Peter claims, in his speech to the house of Judah (the Jews), that Yeshua first came to bless them – while helping them turn away from sin. Death wasn’t a part of that process. But how do we know he’s talking to the house of Judah? Because in his speech he mentions that his audience were the ones who denied Yeshua in the presence of Pilot. Now to fully grasp this, one must realize that the ‘Jews’ in Jerusalem were only those from the tribes of Judah, Benjamin, and Levi. It was only the house of Judah that was there. The house of Israel was already scattered abroad, and they never returned, but rather were assimilated into the surrounding cultures and people. So according to Peter, Yeshua came with a blessing for the house of Judah – not to die for them.
But He did come to die, right? Yeshua came to die for someone. Who? Let’s look at His own words.

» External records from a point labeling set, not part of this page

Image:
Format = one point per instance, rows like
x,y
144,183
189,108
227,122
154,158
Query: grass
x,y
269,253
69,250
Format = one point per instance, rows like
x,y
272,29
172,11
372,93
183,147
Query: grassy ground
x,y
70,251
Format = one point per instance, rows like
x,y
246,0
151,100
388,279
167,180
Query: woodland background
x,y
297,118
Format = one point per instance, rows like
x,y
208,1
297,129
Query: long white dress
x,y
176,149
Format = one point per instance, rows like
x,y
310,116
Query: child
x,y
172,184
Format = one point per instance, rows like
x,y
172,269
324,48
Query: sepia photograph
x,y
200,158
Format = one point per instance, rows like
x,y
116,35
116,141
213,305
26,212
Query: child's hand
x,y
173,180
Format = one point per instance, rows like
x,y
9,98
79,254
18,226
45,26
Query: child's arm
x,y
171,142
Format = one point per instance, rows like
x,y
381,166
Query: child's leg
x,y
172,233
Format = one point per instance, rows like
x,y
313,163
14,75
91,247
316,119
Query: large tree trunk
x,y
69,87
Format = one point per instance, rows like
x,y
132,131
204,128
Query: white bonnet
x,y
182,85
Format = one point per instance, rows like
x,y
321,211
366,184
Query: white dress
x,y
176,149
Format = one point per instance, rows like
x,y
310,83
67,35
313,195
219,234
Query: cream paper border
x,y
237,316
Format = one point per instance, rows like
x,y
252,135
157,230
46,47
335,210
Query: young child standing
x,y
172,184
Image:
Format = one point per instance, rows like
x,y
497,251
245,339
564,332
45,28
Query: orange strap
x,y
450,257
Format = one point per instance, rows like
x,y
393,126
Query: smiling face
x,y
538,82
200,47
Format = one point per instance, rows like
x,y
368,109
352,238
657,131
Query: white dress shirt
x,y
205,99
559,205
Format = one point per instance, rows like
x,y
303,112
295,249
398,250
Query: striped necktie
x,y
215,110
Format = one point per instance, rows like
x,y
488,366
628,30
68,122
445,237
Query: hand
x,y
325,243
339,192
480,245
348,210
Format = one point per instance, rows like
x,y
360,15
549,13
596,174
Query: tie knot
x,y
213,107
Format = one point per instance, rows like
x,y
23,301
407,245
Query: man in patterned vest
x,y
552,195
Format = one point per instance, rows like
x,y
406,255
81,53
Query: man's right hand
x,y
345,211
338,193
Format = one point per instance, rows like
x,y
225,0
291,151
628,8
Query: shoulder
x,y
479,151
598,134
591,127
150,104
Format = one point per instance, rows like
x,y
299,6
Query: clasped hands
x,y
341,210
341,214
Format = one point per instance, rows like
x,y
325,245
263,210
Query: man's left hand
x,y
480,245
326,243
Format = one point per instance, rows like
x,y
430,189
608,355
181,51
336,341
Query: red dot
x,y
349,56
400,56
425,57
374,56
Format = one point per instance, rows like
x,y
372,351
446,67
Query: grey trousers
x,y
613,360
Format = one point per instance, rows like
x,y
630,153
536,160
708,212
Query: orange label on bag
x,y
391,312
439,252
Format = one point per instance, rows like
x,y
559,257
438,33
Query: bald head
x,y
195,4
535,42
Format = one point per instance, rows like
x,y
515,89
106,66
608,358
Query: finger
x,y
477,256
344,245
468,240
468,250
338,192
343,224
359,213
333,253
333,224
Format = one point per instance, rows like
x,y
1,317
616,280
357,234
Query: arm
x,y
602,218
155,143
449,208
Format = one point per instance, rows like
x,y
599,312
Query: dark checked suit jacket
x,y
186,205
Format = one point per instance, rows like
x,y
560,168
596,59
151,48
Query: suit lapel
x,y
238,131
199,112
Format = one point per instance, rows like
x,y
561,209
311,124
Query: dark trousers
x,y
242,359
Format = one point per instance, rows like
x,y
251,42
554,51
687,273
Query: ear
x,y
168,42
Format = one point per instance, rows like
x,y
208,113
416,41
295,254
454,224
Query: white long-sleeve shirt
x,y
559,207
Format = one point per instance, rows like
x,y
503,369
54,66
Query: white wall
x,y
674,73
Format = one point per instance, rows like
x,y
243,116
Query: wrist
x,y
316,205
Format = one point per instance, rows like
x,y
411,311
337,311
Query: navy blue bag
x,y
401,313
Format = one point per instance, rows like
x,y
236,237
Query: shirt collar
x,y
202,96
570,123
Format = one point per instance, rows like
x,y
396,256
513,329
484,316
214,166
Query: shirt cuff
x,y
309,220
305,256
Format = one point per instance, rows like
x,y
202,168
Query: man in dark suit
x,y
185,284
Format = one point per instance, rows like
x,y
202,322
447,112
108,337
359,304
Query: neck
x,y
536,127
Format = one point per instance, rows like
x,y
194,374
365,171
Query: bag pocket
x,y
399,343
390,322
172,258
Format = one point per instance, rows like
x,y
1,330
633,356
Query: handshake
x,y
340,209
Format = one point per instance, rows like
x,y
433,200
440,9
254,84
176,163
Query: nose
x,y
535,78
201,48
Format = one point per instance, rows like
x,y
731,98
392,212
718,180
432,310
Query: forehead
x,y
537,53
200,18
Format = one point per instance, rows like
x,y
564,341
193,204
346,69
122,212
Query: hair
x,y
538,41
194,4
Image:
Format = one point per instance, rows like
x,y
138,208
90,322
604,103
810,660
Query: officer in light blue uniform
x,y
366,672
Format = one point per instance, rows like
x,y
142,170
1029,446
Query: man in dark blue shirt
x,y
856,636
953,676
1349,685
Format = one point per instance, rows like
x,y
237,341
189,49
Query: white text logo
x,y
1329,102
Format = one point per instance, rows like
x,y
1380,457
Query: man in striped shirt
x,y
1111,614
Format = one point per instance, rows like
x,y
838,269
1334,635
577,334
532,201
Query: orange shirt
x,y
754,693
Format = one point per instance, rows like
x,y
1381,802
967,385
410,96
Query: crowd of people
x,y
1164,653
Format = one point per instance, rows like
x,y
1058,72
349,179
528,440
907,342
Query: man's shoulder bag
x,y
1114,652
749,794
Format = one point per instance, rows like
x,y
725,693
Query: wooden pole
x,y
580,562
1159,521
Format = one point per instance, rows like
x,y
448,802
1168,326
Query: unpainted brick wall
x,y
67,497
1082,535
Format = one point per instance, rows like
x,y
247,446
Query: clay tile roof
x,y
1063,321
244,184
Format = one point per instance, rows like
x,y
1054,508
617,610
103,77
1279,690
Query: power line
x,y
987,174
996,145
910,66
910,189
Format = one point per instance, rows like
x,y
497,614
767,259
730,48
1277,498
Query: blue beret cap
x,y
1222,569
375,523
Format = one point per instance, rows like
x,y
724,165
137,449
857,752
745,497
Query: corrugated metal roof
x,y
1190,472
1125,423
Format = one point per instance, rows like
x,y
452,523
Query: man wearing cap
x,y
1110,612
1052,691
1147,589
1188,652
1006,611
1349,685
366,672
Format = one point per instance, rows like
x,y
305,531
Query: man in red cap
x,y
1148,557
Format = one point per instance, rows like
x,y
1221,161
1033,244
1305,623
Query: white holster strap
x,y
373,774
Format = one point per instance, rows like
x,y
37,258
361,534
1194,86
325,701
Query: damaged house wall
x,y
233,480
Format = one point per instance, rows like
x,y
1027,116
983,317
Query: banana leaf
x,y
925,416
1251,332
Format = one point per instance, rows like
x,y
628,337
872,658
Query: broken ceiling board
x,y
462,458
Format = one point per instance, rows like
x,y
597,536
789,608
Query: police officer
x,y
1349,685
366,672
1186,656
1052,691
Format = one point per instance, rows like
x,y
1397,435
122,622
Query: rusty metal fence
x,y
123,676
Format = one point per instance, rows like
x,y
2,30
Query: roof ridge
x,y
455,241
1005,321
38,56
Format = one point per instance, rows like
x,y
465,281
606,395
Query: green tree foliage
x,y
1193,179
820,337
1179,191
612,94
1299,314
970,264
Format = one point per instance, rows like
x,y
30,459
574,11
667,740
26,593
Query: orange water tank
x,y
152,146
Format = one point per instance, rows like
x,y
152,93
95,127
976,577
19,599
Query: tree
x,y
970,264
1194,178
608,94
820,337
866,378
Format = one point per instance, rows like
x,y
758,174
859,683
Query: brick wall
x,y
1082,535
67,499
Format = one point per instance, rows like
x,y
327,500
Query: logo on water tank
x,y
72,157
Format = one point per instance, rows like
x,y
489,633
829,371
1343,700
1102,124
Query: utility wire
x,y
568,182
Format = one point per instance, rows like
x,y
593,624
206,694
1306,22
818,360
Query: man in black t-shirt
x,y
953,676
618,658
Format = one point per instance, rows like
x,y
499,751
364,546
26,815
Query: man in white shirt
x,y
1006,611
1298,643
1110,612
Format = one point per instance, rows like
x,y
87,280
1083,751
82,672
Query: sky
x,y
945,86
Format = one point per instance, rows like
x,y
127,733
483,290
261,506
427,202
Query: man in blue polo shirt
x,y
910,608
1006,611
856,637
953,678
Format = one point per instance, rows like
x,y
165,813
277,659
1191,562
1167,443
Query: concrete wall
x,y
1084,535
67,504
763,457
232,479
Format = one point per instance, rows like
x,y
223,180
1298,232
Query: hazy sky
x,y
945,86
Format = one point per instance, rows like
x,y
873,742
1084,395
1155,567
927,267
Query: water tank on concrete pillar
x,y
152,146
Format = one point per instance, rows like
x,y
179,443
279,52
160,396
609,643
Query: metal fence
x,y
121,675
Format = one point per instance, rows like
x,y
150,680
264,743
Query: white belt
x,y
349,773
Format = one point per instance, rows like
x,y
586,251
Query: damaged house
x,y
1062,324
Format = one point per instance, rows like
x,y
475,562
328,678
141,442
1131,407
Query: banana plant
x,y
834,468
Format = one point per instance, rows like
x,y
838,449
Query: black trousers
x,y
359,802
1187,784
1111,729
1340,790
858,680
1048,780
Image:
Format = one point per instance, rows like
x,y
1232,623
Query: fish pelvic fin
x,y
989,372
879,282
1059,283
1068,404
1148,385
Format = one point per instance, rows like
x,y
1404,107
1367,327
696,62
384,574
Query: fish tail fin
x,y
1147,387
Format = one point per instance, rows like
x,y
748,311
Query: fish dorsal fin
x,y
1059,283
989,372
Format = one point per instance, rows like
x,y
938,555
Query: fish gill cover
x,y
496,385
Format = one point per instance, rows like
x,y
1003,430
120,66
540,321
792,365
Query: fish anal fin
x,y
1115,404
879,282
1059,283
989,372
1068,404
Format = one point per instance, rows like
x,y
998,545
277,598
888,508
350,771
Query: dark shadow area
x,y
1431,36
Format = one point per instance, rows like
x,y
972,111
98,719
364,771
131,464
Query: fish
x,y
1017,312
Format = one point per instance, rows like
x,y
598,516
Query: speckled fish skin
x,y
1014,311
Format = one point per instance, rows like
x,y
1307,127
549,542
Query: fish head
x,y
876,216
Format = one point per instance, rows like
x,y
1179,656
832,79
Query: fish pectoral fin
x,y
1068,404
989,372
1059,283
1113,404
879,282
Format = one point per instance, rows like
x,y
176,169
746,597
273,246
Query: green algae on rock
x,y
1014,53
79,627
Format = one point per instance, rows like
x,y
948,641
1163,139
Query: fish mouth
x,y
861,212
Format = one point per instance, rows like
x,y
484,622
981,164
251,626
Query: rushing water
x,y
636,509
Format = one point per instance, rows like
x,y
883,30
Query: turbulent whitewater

But he answered and said, I am not sent but unto the lost sheep of the house of Israel.
So while Peter declares that Yeshua came with a blessing for the house of Judah, Yeshua’s primary reason for coming was for the house of Israel – the lost sheep, or rather the lost 10 tribes. But for them, the purpose of His coming was much different. While He brought blessings for the house of Judah (much in the form of rebukements), He had to die for the house of Israel. Why? We’ll have to explore that in another post. But the point of this one is to show that Yeshua had different purposes for coming, and for the house of Judah, it wasn’t to die but rather to bless.
The Greek word here is eulogeō which literally means “speaking well” or “praise”. Yeshua wanted to praise the house of Judah. Despite how often Yeshua rebukes them, they kept the Torah under guard and safekeeping. Yes their morality and importance of added laws became something to contest, but they were never divorced from God like the house of Israel. They remained His people. That alone was worthy of praise from Yeshua.
These are little gems hidden in the text. Have you noticed them before? It’s always important to understand who the author, or the person speaking in the text is talking to and what would have been the cultural understanding at the time those words were written. Once we understand these, then we can derive spiritual meanings or dig deeper into the Word. But without these, we’ll continue to miss these gems.